But no. The victim of the accident was apparently as much inclined to reticence as had been the fair cause of it. It was Mrs. Sherman who unconsciously provoked the mendacious statement which stimulated the General's curiosity.

"I'm afraid that your Grace has hurt your hand," said the Senator's wife, pointing to a broad strip of diachylon plaster that ran from the Duke's wrist to the ball of his thumb.

"Yes, I—I grazed it rather badly against the wheel in getting out of a cab," Beaumanoir replied with a momentary loss of his self-possession. The discomposure passed at once, and only the observer on the hearth-rug noticed it. The same shrewd observer presently perceived that the visitor was definitely leading the conversation to the subject of the arrival in England of Senator Sherman; and, more than that, that he was waxing a shade more inquisitive than good-breeding allowed as to the nature of the senatorial journey.
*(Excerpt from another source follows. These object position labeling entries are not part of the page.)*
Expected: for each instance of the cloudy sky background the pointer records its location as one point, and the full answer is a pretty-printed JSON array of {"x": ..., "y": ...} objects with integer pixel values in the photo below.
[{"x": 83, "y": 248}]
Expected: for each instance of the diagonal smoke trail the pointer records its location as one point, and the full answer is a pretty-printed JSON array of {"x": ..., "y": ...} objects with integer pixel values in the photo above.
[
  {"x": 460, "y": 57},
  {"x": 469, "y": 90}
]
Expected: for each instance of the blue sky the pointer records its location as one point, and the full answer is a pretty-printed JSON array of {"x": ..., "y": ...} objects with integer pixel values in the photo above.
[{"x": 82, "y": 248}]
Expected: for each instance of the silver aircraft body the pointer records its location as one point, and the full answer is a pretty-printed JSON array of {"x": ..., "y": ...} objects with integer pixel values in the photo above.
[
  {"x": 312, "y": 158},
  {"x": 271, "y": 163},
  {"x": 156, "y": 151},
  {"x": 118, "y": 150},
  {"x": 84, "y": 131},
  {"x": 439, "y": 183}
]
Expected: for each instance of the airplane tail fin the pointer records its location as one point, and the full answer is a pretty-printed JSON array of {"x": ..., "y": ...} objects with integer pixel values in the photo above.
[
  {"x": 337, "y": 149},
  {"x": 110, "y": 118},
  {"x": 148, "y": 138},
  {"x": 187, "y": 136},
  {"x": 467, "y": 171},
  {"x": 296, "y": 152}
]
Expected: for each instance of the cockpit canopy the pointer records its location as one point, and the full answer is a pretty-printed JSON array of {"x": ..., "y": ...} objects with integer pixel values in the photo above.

"Ah! he's coming on political business, I think you told me?" the Duke remarked in a half-tone of interrogation on Leonie saying that her father, according to advices received that morning, was to sail in two days' time on the Campania, and would be due at Liverpool early in the following week.

"Well, it's political business in a way," Mrs. Sherman struck in. "My husband is coming over in charge of a large amount of Government securities, which are to be deposited at the Bank of England against a shipment of English gold to the United States."

"He's got the opening he wanted. Now, what on earth is he going to do with it?" said the General to himself as he watched keenly.

"Rather a dangerous mission, I should say," was the Duke's comment on the information imparted to him.

"Dangerous! How can that be?" Leonie exclaimed, wondering. "United States Treasury bonds are not explosive."

"No, but the world is full of sharps, Miss Sherman, and some of them might fancy having a shy for such a haul," said Beaumanoir with a trace more of earnestness than the occasion seemed to require. "If I had a relative starting on such an errand, I should be inclined to cable him to—ah—to look out for himself," he added in direct appeal to Mrs. Sherman.

But the good lady laughed the suggestion to scorn, alleging playfully that "it would be as much as her place was worth" to tackle the Senator that way. It would be a hint that he wasn't able to take care of himself or of his charge, and would be resented accordingly.